What an example to us of the way of recovery! How effectual it was, for although Emmaus was about seven miles from Jerusalem, they returned to Jerusalem that night and were in time to be present when Jesus “himself stood in their midst” (John 20 36)!Thus the Great Physician pours in the healing balm, and recovers disheartened ones to Himself and to their brethren. We delight to sing:

‘Lord, we love to trace Thy footprints
Here amidst the desert sand,
Ponder o’er Thy path of suff’ring —
Wondrous heart and healing hand.’

It is somewhat remarkable that the Old Testament should furnish an instance of the walk of the Son of God, but it is expressed in the words of Nebuchadnezzar when he looked into the burning fiery furnace into which he had cast the three faithful Hebrew young men, and said, “Lo, I see four men loose, walking in the midst of the fire, and they have no hurt; and the appearance of the fourth is like a son of God” (Daniel 3:25). Instead of a fearful death, they were enjoying the company of one like the Son of God and proving

HIS VICTORIOUS POWER

over all the efforts of the enemy to destroy them as he walked with them in their hour of trial.

Many of the Lord’s followers are being tested today — it maybe their colleagues despise them, and they are called to pass through the fire of hatred and persecution for Christ’s sake. Let them be encouraged! For there they will have His companionship in the trial. The only action of the fire regarding the Hebrew young men was, apparently, to consume their bonds, so that they might walk with Him in liberty. Often it has been proved that the fire of opposition and trial has served to liberate the spirit of the loyal follower of Jesus, and has given him the joy of walking in the midst of that fire in the company of Christ.
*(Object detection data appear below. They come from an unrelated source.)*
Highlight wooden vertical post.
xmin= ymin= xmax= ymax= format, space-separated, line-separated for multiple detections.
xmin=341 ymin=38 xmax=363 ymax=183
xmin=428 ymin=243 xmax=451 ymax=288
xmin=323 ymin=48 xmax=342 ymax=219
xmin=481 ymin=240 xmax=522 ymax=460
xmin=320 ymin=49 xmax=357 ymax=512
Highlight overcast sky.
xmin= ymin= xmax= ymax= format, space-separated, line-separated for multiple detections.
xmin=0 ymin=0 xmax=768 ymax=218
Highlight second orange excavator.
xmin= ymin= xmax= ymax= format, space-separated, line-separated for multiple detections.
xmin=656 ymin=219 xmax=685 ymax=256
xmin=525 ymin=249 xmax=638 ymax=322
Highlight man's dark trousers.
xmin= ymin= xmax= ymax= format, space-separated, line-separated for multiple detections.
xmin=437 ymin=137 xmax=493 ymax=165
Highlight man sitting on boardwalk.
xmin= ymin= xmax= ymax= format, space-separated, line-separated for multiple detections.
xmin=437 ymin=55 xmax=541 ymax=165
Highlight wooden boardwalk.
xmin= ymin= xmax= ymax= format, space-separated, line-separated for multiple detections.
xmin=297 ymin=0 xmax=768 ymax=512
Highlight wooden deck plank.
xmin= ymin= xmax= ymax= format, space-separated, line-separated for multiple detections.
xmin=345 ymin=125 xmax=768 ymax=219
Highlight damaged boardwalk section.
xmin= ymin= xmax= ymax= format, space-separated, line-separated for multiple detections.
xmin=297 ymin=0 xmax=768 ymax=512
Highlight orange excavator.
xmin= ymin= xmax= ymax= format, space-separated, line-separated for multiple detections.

Another incident in which the Lord Jesus was seen walking is recorded in Matthew 14, and is full of instruction and encouragement. When in the fourth watch of the night, He went unto His disciples, walking on the sea, His first words to them were, “Take courage; it is I: be not afraid” (verse 27). Then when Peter, having come down out of the ship, walked on the water to go to Jesus, and beginning to sink, Jesus immediately stretched forth His hand and caught him. This incident is a beautiful assurance of

HIS PRIESTLY SUCCOUR

for those who are in the midst of the sea of life, tossed with waves, and the wind contrary. His consideration, sympathy, and support are all displayed, and as we look upon Him as He walked, we can rejoice that we have such a High Priest who is “able to save completely those who approach by him to God, always living to intercede for them” (Hebrews 7:25).

Yet another presentation of the Lord Jesus as He walked is given in Revelation 2:1, for, in the address to the angel of the assembly in Ephesus, He is seen as He who “walks in the midst of the seven golden lamps”.

Ephesus was a remarkable assembly in which there was much that He could commend, but His eyes, which were “as a flame of fire” (verse 18), saw in

HIS HOLY DISCERNMENT

that it had left its first love. That fervent, pre-eminent affection which had given Christ the first place in all things had waned, and He felt it.

It is well for us ever to remember that “all things are naked and laid bare to his eyes, with whom we have to do” (Hebrews 4:13), and to learn the value of His scrutiny, seeing that He says to several of the angels of assembly, “I know thy works” (Revelation 2:2, etc.). We may thus learn to judge that which He judges and to approve that which He approves, so that we may be well pleasing to Him in all things.

May we be encouraged to contemplate Him with increased affection, that we may learn to walk even as He walked!